The inciting incident is sometimes called the opening disturbance. It is the something that happens, usually by the end of chapter one, to get the story moving.
Shortly thereafter comes the Pinch Point: a tornado is coming. Dorothy runs home, too late to get into the shelter, and is whisked away in her house to the magical Land of Oz. Here she meets many new characters, including Glenda. Dorothy is a hero in Munchkinland for killing the Wicked Witch of the East and is invited to stay, but she only wants to go home. Glenda tells her that only the Wizard of Oz could possibly help. Dorothy is faced with a choice: stay or go home, which is what sends her to Plot Point 1, the major disaster she is facing. She wants to go home and steps through the door of no return.
Plot Point 1 puts the main character at a crossroads. She must choose a course of action that will change the course of the story. She makes a plan and embarks upon it.
Act Two: Confrontation
Our hero then sets out on her journey. Dorothy meets several new companions, develops some subplot objectives such as getting a brain, heart, and courage for her new friends. She also faces many unexpected Obstacles: angry trees, a fireball from the Witch, and sleep-inducing poppies (Midpoint Disaster). Yet our heroes prevail and reach the Emerald City and the merry old Land of Oz. They are pampered, and after a few more Obstacles, are finally taken before the great and powerful Wizard of Oz.
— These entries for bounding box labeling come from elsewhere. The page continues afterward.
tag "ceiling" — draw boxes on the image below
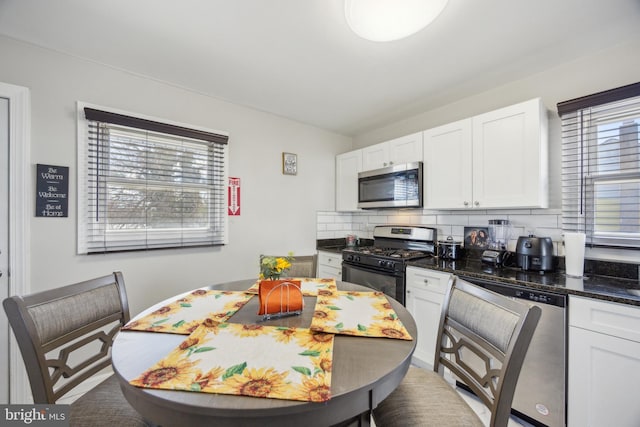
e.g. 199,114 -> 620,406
0,0 -> 640,135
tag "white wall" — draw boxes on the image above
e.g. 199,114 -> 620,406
340,40 -> 640,263
0,37 -> 352,314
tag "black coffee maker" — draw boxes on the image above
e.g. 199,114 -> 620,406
516,235 -> 554,271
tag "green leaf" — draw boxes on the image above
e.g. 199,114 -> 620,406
193,347 -> 216,353
222,362 -> 247,381
291,366 -> 311,377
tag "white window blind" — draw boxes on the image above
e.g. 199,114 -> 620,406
78,107 -> 228,254
558,83 -> 640,248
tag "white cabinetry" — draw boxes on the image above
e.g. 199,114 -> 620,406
318,251 -> 342,280
336,150 -> 362,211
362,132 -> 422,170
405,266 -> 453,368
567,296 -> 640,427
423,98 -> 549,209
423,119 -> 473,209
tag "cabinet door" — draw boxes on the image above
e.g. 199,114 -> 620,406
405,267 -> 451,368
362,142 -> 389,171
318,251 -> 342,280
423,119 -> 473,209
405,286 -> 444,368
388,132 -> 422,165
567,327 -> 640,427
336,150 -> 362,211
472,99 -> 549,209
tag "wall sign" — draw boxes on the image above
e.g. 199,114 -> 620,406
227,177 -> 240,216
282,153 -> 298,175
36,164 -> 69,217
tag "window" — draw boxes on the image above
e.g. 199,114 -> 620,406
78,104 -> 228,254
558,83 -> 640,248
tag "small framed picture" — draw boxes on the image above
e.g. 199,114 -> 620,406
282,153 -> 298,175
464,227 -> 491,249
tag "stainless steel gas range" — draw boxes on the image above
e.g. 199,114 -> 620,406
342,225 -> 438,305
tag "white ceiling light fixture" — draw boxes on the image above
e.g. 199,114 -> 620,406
344,0 -> 449,42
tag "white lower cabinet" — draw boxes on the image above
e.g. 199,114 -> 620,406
567,296 -> 640,427
406,267 -> 453,368
318,251 -> 342,280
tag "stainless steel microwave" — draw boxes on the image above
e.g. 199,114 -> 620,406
358,162 -> 422,209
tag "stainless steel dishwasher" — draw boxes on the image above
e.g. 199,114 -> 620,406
458,274 -> 567,427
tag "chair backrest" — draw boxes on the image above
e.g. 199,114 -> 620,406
2,272 -> 129,403
434,278 -> 541,427
260,255 -> 318,277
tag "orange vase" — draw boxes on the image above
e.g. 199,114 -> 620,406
258,279 -> 304,315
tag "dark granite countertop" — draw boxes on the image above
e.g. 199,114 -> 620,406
407,257 -> 640,306
316,239 -> 640,306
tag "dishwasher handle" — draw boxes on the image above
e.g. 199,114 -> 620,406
458,276 -> 567,307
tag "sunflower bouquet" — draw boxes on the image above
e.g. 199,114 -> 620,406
260,252 -> 294,280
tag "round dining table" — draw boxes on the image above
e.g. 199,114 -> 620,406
112,279 -> 417,427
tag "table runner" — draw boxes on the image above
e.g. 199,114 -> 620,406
122,289 -> 253,335
311,291 -> 413,340
246,277 -> 338,297
130,320 -> 334,402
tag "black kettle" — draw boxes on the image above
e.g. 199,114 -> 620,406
516,235 -> 553,271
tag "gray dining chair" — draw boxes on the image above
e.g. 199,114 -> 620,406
373,278 -> 541,427
2,272 -> 148,427
260,254 -> 318,277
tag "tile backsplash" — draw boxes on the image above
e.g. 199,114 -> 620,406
316,209 -> 564,256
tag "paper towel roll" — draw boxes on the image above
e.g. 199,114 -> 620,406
564,233 -> 585,277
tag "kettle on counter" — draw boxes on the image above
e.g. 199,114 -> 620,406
516,235 -> 554,271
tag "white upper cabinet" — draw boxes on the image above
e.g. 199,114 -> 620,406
336,150 -> 362,211
362,132 -> 422,170
423,119 -> 473,209
424,98 -> 549,209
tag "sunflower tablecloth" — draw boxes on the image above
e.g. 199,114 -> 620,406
245,277 -> 338,297
122,289 -> 253,335
130,322 -> 334,402
311,291 -> 413,340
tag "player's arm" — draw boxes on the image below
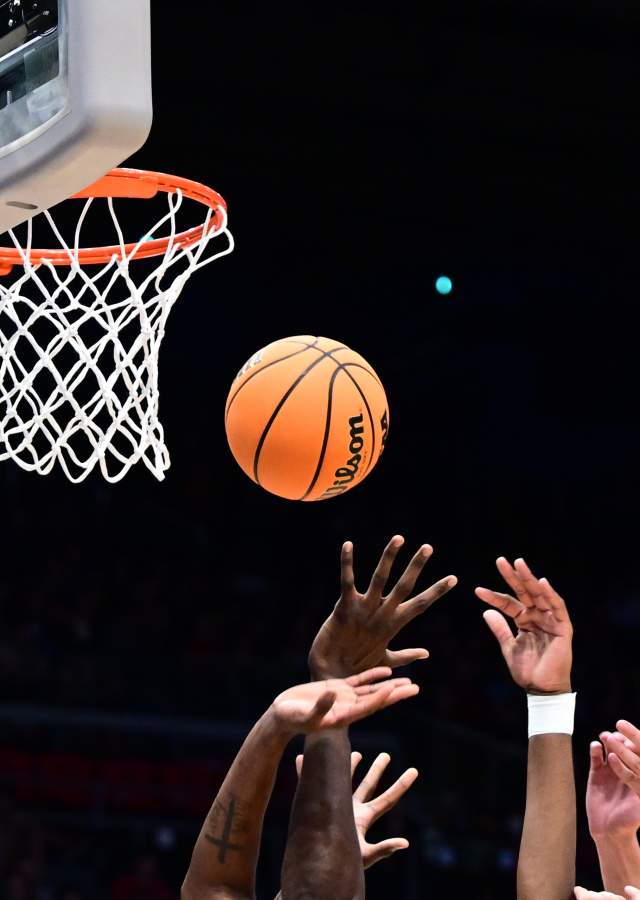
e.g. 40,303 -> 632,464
282,537 -> 432,900
181,668 -> 418,900
587,731 -> 640,894
476,558 -> 576,900
574,885 -> 640,900
275,753 -> 418,900
282,728 -> 365,900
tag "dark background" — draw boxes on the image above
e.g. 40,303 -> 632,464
0,0 -> 640,900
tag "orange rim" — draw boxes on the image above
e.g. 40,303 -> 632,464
0,169 -> 227,275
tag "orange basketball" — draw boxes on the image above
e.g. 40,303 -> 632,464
225,335 -> 389,500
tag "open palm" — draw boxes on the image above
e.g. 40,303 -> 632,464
309,535 -> 457,678
272,667 -> 419,734
476,557 -> 573,693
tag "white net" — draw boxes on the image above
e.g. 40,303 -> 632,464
0,191 -> 233,482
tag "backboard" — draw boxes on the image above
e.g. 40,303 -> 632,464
0,0 -> 153,234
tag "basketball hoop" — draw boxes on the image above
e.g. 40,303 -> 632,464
0,169 -> 234,483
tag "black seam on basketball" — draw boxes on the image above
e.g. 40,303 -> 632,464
300,368 -> 342,500
336,360 -> 384,391
224,335 -> 349,423
344,363 -> 376,481
224,338 -> 324,422
253,351 -> 335,484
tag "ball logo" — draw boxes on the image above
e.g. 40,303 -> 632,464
320,413 -> 364,500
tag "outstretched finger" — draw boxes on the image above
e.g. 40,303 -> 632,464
397,575 -> 458,630
348,684 -> 420,724
482,609 -> 514,653
607,752 -> 638,793
366,534 -> 404,600
387,544 -> 433,606
573,887 -> 624,900
384,647 -> 429,669
353,753 -> 391,803
496,556 -> 533,606
370,769 -> 418,822
616,719 -> 640,753
365,838 -> 409,869
340,541 -> 356,597
354,678 -> 411,697
607,735 -> 640,779
540,578 -> 571,622
514,557 -> 551,611
345,666 -> 391,687
589,741 -> 604,772
476,588 -> 527,619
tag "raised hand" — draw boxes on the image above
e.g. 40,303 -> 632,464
309,535 -> 457,679
476,557 -> 573,694
296,753 -> 418,869
271,666 -> 420,735
574,886 -> 640,900
607,719 -> 640,796
587,731 -> 640,840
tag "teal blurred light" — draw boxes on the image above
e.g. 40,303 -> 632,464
436,275 -> 453,294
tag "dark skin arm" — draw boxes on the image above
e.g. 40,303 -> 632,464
282,536 -> 440,900
182,668 -> 418,900
282,729 -> 364,900
476,557 -> 576,900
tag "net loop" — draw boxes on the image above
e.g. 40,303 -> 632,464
0,169 -> 234,483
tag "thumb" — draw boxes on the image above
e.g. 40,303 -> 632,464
364,838 -> 409,869
482,609 -> 513,653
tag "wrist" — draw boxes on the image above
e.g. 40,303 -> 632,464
589,825 -> 638,853
259,704 -> 302,750
305,726 -> 351,751
309,656 -> 356,681
526,681 -> 572,697
527,692 -> 576,739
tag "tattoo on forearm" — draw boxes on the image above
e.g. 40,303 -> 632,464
204,794 -> 247,863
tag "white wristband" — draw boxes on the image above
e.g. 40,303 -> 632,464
527,694 -> 576,738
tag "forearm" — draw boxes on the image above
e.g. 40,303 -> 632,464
182,712 -> 289,900
282,729 -> 364,900
594,832 -> 640,895
518,734 -> 576,900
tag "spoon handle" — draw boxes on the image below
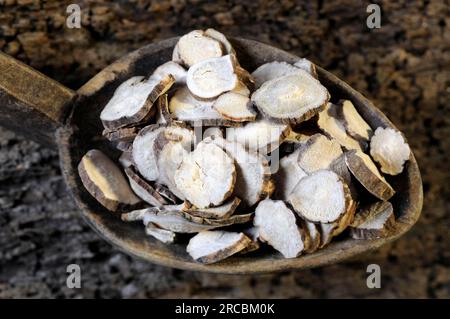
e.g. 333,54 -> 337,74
0,52 -> 76,148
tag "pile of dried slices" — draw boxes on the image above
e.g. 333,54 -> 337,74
78,29 -> 410,263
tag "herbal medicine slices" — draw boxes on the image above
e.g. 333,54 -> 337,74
78,29 -> 410,264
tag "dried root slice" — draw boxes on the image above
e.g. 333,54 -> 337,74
145,223 -> 176,244
253,199 -> 305,258
181,212 -> 253,227
213,92 -> 256,122
226,119 -> 291,154
298,134 -> 343,174
125,167 -> 169,207
100,75 -> 175,130
205,28 -> 236,54
177,30 -> 223,67
78,150 -> 141,212
186,55 -> 238,99
252,69 -> 330,123
175,142 -> 236,208
317,103 -> 362,151
345,150 -> 395,200
186,197 -> 241,219
155,94 -> 173,124
252,61 -> 299,89
187,230 -> 251,264
350,202 -> 395,239
370,127 -> 411,175
103,127 -> 140,142
288,170 -> 353,223
273,150 -> 307,201
204,138 -> 274,207
338,100 -> 373,143
152,61 -> 187,84
294,58 -> 318,79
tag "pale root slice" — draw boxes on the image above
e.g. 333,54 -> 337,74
152,61 -> 187,84
253,199 -> 305,258
169,87 -> 232,126
302,220 -> 320,254
125,167 -> 169,207
370,127 -> 411,175
175,141 -> 236,208
213,92 -> 256,122
186,230 -> 251,264
230,80 -> 251,96
317,103 -> 362,151
186,197 -> 241,219
273,150 -> 307,201
205,28 -> 236,54
298,134 -> 343,174
100,75 -> 175,130
177,30 -> 223,67
226,119 -> 291,154
204,137 -> 274,207
288,170 -> 352,223
78,150 -> 141,212
155,94 -> 173,124
293,58 -> 318,79
345,150 -> 395,200
251,69 -> 330,123
338,100 -> 373,143
145,223 -> 176,244
186,54 -> 238,99
252,61 -> 299,89
102,127 -> 140,142
350,201 -> 395,239
181,212 -> 254,227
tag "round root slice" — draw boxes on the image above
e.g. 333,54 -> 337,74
345,150 -> 395,200
186,197 -> 241,219
78,150 -> 141,212
253,199 -> 305,258
145,223 -> 176,244
252,61 -> 299,89
317,103 -> 362,151
204,138 -> 274,207
370,127 -> 411,175
252,69 -> 330,123
175,142 -> 236,208
350,202 -> 395,239
152,61 -> 187,84
181,212 -> 253,227
288,170 -> 353,223
298,134 -> 343,174
174,30 -> 223,67
205,28 -> 236,54
186,54 -> 238,99
226,119 -> 291,154
125,167 -> 169,207
213,92 -> 256,122
100,75 -> 175,130
186,230 -> 251,264
273,150 -> 307,200
338,100 -> 373,143
294,58 -> 318,79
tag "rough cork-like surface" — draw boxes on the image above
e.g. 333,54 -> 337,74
0,0 -> 450,298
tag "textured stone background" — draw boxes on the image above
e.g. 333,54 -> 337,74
0,0 -> 450,298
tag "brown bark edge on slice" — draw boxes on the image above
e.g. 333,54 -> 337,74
350,201 -> 395,239
125,167 -> 169,207
78,150 -> 141,212
345,150 -> 395,200
186,231 -> 251,264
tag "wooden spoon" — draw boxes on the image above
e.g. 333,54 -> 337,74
0,38 -> 423,274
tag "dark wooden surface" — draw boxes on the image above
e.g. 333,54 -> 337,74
0,0 -> 450,298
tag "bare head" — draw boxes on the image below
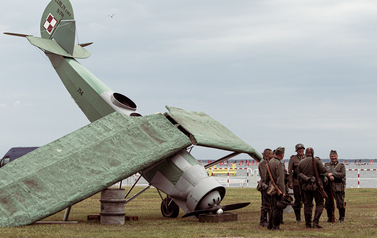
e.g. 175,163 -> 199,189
330,150 -> 338,163
263,148 -> 274,160
295,143 -> 305,156
275,147 -> 285,160
305,147 -> 314,157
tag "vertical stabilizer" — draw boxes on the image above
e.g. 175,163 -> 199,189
40,0 -> 76,55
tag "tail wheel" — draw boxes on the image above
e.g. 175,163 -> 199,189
161,197 -> 179,218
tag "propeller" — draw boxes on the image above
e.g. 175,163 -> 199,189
182,202 -> 250,218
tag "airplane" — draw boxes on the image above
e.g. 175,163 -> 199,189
0,0 -> 262,227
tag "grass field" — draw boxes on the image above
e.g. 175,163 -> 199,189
0,188 -> 377,238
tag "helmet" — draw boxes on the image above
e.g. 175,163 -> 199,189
295,143 -> 305,152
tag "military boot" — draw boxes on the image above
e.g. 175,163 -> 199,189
339,208 -> 346,223
294,209 -> 301,224
326,208 -> 334,223
305,214 -> 312,228
313,212 -> 323,228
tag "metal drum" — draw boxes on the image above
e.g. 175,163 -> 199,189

And here comes the False Sense of Security. Our hero is led to believe that all will be well. The problem is about to be solved. Dorothy will go home, the Scarecrow will get a brain, the Tin Man a heart, and the Lion some courage. They are feeling confident that success is imminent.
Until the Wizard refuses to help. Their journey had been a waste of time. Dorothy will never get home. Our hero’s goals come crashing all around her as we enter Plot Point 2. The Wizard offers to help on one condition, that Dorothy fetches the broomstick of the Wicked Witch of the West.
Plot Point 2 puts the main character at another crossroads. She must choose a course of action that will again change the course of the story. And often this choice is a no-win situation. To say yes is to seek out the Wicked Witch of the West. But to say no is to admit defeat and never get home. Dorothy again steps through the door of no return, choosing to go and get that broom.
Act Three: Resolution
Off our heroes go to find the broom. More Obstacles crop up. Dorothy is captured, her life threatened, leaving our sidekicks to save the day. The Scarecrow, Tin Man, and Lion rescue Dorothy, and in the most climactic point in the film (Climax), Dorothy destroys the Witch with a bucket of water.
Denouement occurs after the climax and is where all the loose ends are tied up. Dorothy and friends return to the Emerald City, discover that Oz is a fraud, Glinda arrives and tells Dorothy about the magic slippers, Dorothy clicks those heels and goes home.
And there you have it, more or less.
What do you think? Does your work in progress have some or all of these ingredients? What are you missing?